Findings from the 2021–22 Personal Safety Survey (PSS) estimated that there were 166,000 women aged 18 years and over who were physically injured in their most recent incident of sexual assault perpetrated by a male in the last 10 years.

Of these:

  • 38% reported changes to their sleep routine
  • 22% reported changes to their eating habits (ABS 2023b).

According to the ALSWH, women who had experienced sexual violence, and were born from 1989-95 and 1973-78 were 3% less likely to report high levels of physical activity compared with those who had not experienced sexual violence (Townsend et al. 2022). There was little association between sexual assault and high levels of physical activity for those born 1946-51.

Social interactions and personal relationships

The 2021–22 PSS shows that among those who had experienced emotional abuse from a previous partner since the age of 15, the proportion who had experienced controlling social behaviours (see Coercive control) was:

  • 63% for women
  • 56% for men (ABS 2023a).

According to the 2021–22 PSS, after the most recent incident of sexual assault perpetrated by a male in the last 10 years which caused an injury:

  • 38% of women aged 18 years and over reported changes to their usual social or leisure activities routine
  • 28% reported changes in building and maintaining relationships (ABS 2023b).

Employment

  • 11%

    of women in 2021–22 who had experienced sexual assault by a male in the last 10 years, said they took time off work in the 12 months after the most recent incident

    Source: ABS Personal Safety Survey

Work life can be disrupted following experiences of FDSV due to avoidance of social situations and feelings of low self-worth and self-doubt (Boyd 2011).

The 2021–22 PSS asked women and men who experienced violence from a current or previous partner since the age of 15 whether the partner violence resulted in them taking time off work and found that:

  • women were more likely to have taken time off work due to violence from a previous partner (23%) than a current partner (12%*)
  • about 1 in 4 women (23%) and men (23%*) had taken time off work due to violence from a previous partner (ABS 2023a).

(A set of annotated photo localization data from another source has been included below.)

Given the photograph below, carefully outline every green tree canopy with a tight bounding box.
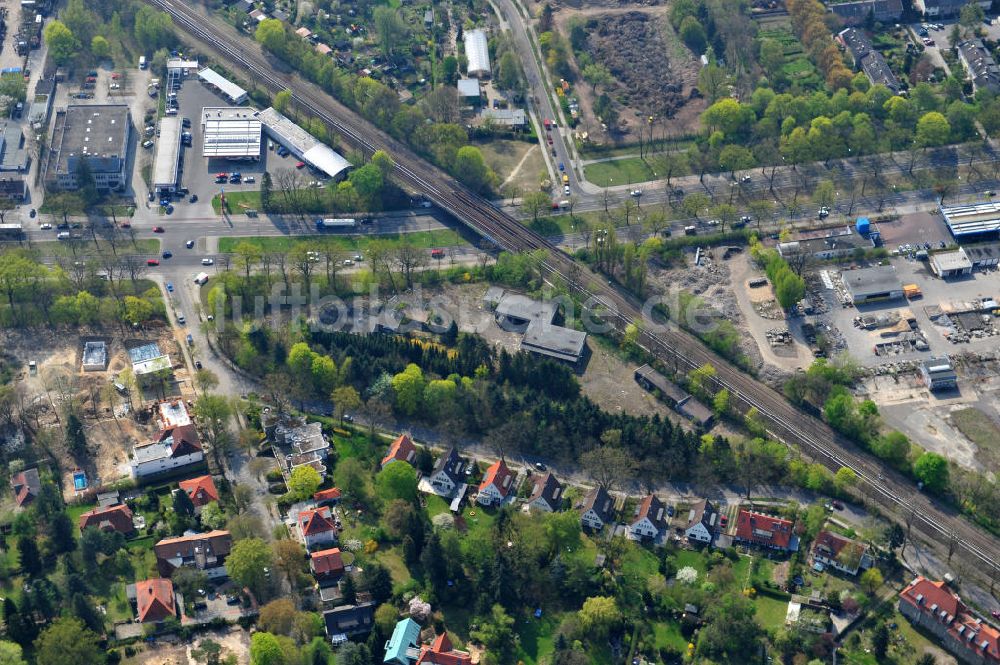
[43,21,81,65]
[376,461,418,504]
[227,538,274,599]
[90,35,110,59]
[255,19,286,52]
[913,452,949,493]
[288,465,322,501]
[33,618,104,665]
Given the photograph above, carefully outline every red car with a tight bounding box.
[146,259,160,266]
[430,248,445,259]
[152,226,164,233]
[216,172,228,178]
[720,515,728,528]
[111,72,121,79]
[295,161,306,169]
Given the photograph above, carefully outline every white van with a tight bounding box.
[139,55,147,69]
[56,231,70,239]
[193,272,209,285]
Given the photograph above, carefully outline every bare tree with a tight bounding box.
[289,244,317,296]
[274,251,290,291]
[260,253,275,290]
[119,254,148,288]
[319,246,345,290]
[421,86,460,123]
[394,242,428,289]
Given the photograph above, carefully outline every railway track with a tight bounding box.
[152,0,1000,584]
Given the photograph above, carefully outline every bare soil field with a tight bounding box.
[124,627,250,664]
[477,139,546,195]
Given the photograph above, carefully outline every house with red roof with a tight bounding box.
[10,468,40,507]
[298,506,338,549]
[628,494,668,541]
[177,475,218,512]
[127,578,177,623]
[733,509,797,552]
[314,487,342,507]
[310,547,345,586]
[130,424,204,479]
[476,459,514,506]
[416,632,473,665]
[78,503,135,536]
[811,530,869,576]
[899,576,1000,664]
[381,434,417,469]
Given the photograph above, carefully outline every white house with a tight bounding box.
[812,530,868,576]
[684,498,716,544]
[298,506,338,549]
[579,485,614,531]
[629,494,668,541]
[526,472,563,513]
[477,459,514,506]
[426,447,465,496]
[130,425,204,479]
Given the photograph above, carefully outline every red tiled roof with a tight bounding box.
[734,509,793,549]
[313,487,342,502]
[178,475,218,507]
[416,632,472,665]
[156,424,202,456]
[634,494,666,527]
[381,434,416,467]
[479,459,513,497]
[10,468,40,507]
[79,504,134,534]
[298,506,336,536]
[812,530,865,567]
[310,548,344,575]
[900,577,1000,662]
[134,578,176,623]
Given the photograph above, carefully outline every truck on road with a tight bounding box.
[315,218,357,230]
[193,272,209,285]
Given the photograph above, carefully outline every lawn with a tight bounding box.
[425,494,451,519]
[653,621,688,651]
[33,238,159,258]
[514,613,559,665]
[217,229,468,254]
[211,191,262,215]
[584,157,658,187]
[373,546,412,592]
[673,549,707,576]
[331,428,381,464]
[754,592,790,630]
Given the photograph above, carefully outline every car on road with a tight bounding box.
[164,204,174,214]
[189,194,198,203]
[162,251,173,259]
[186,240,195,248]
[720,515,728,527]
[546,136,553,145]
[534,462,547,471]
[216,172,227,178]
[28,208,35,218]
[152,226,165,233]
[630,189,642,197]
[176,313,186,325]
[417,201,432,208]
[159,198,172,207]
[121,222,131,228]
[148,192,156,202]
[166,282,173,292]
[146,259,160,266]
[558,162,564,171]
[343,259,354,266]
[186,334,194,345]
[195,360,203,369]
[563,184,570,195]
[342,414,354,423]
[296,161,306,169]
[818,206,830,218]
[832,500,844,510]
[182,117,191,127]
[40,223,51,229]
[201,258,214,265]
[57,223,70,230]
[243,176,255,183]
[353,253,363,261]
[430,248,445,259]
[142,140,154,149]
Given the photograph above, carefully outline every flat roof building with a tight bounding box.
[254,107,352,180]
[929,247,973,278]
[44,105,131,192]
[201,107,262,160]
[920,357,957,391]
[166,58,199,74]
[457,78,481,99]
[842,265,904,304]
[0,123,28,172]
[941,201,1000,238]
[480,108,527,128]
[128,342,171,376]
[197,68,248,105]
[82,341,107,371]
[464,29,491,78]
[153,116,182,193]
[521,320,587,364]
[829,0,903,25]
[495,293,556,332]
[778,226,875,261]
[960,242,1000,269]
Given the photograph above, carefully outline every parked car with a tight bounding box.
[195,360,203,369]
[201,258,214,265]
[243,176,255,183]
[162,251,173,259]
[152,226,165,233]
[166,282,173,292]
[146,259,160,266]
[39,223,51,229]
[186,240,195,248]
[296,161,306,169]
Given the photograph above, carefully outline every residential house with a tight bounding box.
[313,487,342,507]
[579,485,615,531]
[10,468,40,507]
[298,506,338,549]
[130,425,204,479]
[629,494,668,541]
[154,530,232,578]
[836,28,901,94]
[381,434,417,469]
[177,475,219,512]
[684,499,717,544]
[310,547,346,586]
[734,509,797,552]
[957,39,1000,95]
[913,0,989,18]
[828,0,903,26]
[78,504,135,536]
[477,459,514,506]
[266,415,331,480]
[526,472,564,513]
[425,448,466,496]
[812,530,868,576]
[417,632,473,665]
[323,601,376,640]
[384,618,422,665]
[898,576,1000,665]
[127,578,177,624]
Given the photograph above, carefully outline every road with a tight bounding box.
[143,0,1000,589]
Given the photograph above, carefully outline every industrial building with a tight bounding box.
[521,320,587,364]
[929,247,974,278]
[253,107,352,181]
[152,116,182,194]
[201,107,262,160]
[0,223,23,240]
[920,357,958,391]
[634,365,714,429]
[941,201,1000,238]
[44,105,131,192]
[464,29,491,78]
[837,28,901,94]
[197,68,248,105]
[0,179,26,201]
[778,226,874,261]
[961,242,1000,269]
[457,78,481,104]
[842,265,904,304]
[166,58,199,75]
[480,108,527,129]
[957,40,1000,95]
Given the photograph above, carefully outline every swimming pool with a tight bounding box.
[73,470,87,491]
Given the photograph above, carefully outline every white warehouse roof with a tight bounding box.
[464,29,491,77]
[198,68,248,104]
[153,116,181,190]
[254,107,352,180]
[201,107,261,159]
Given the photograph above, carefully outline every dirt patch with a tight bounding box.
[125,627,250,664]
[950,406,1000,473]
[477,139,546,195]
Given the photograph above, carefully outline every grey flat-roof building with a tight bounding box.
[521,320,587,364]
[495,293,556,332]
[153,116,181,193]
[920,357,957,391]
[201,107,262,160]
[0,123,28,172]
[828,0,903,25]
[44,105,131,192]
[961,242,1000,268]
[480,108,527,128]
[465,29,491,78]
[634,365,713,429]
[457,78,481,99]
[842,266,904,304]
[929,248,973,278]
[254,107,351,180]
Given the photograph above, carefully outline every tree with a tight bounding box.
[452,146,494,193]
[960,1,985,36]
[913,452,949,493]
[195,368,220,393]
[835,466,857,491]
[871,621,890,659]
[336,643,373,665]
[33,618,104,665]
[860,567,883,594]
[391,364,425,415]
[17,537,41,577]
[362,562,393,605]
[121,295,153,327]
[332,385,361,425]
[718,145,755,179]
[915,111,951,147]
[340,574,357,605]
[578,596,621,640]
[193,394,234,466]
[227,538,274,599]
[273,89,293,115]
[581,63,612,91]
[376,462,418,504]
[774,270,806,309]
[64,412,87,456]
[873,430,911,467]
[43,21,80,65]
[471,605,518,663]
[90,36,110,59]
[174,486,196,518]
[581,445,636,491]
[0,642,24,665]
[679,16,707,53]
[696,594,762,660]
[759,38,784,76]
[255,19,286,53]
[373,7,407,55]
[288,465,322,501]
[259,599,298,636]
[250,632,286,665]
[522,191,551,223]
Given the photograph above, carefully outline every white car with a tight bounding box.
[40,223,52,229]
[201,258,214,266]
[353,253,363,261]
[630,189,642,197]
[343,259,354,266]
[563,185,570,195]
[243,176,255,184]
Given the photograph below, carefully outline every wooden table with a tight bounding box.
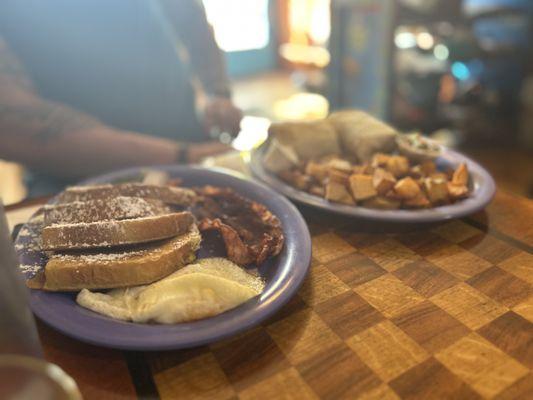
[6,190,533,400]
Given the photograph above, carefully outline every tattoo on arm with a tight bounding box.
[0,102,101,142]
[0,36,102,141]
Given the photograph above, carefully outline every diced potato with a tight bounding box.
[352,165,366,175]
[363,164,375,175]
[371,153,391,168]
[430,172,448,181]
[325,181,355,205]
[353,164,374,175]
[452,163,468,186]
[409,165,424,179]
[362,196,401,210]
[305,161,328,183]
[386,155,409,178]
[273,131,471,210]
[309,185,325,197]
[393,177,421,199]
[404,192,431,208]
[385,189,403,200]
[349,174,377,201]
[328,169,350,185]
[423,178,449,203]
[318,154,342,164]
[448,183,468,199]
[445,168,455,180]
[373,168,396,195]
[420,160,436,176]
[294,173,313,191]
[278,170,294,183]
[278,170,312,191]
[327,158,353,174]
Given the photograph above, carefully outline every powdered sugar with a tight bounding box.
[58,183,196,206]
[50,225,200,264]
[47,213,175,228]
[66,184,113,192]
[53,248,148,263]
[44,196,171,225]
[17,227,30,237]
[19,264,42,274]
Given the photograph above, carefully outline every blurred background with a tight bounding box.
[1,0,532,203]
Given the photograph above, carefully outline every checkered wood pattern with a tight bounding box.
[147,219,533,400]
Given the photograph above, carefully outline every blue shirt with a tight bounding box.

Note that estimates marked with an asterisk (*) should be used with caution as they have a relative standard error between 25% and 50% and that data related to current partner violence for men is not sufficiently statistically reliable for reporting.

The 2021–22 PSS found that 1 in 10 (11%) women who had experienced sexual assault perpetrated by a male in the last 10 years, indicated they took time off work in the 12 months after the most recent incident (ABS 2023b).

Disruption to work and employment can negatively impact support networks, financial stability, and self-worth. Under the National Employment Standards, all employees in Australia are entitled to 10 days of paid FDV leave for full-time, part-time and casual employees. For more information see Economic and financial impacts and Financial support and workplace responses.

According to the ALSWH, women born 1989-95 who had ever experienced sexual violence were 7% less likely to have full-time employment than those who had not experienced sexual violence (Townsend et al. 2022). However, women born 1946-51 who had experienced sexual violence were 8% more likely to be employed full-time than those who had not.

Education

According to the ALSWH, women born in 1989-95 and 1973-78 who had ever experienced sexual violence were 46-63% less likely to have completed year 12 than those who had not experienced sexual violence (Townsend et al. 2022). Women born from 1989-95 were also 34% less likely to have obtained qualifications beyond year 12. However, women born 1946-51 who had experienced sexual violence were 33% more likely to have attained a qualification beyond year 12 than those who had not experienced sexual violence.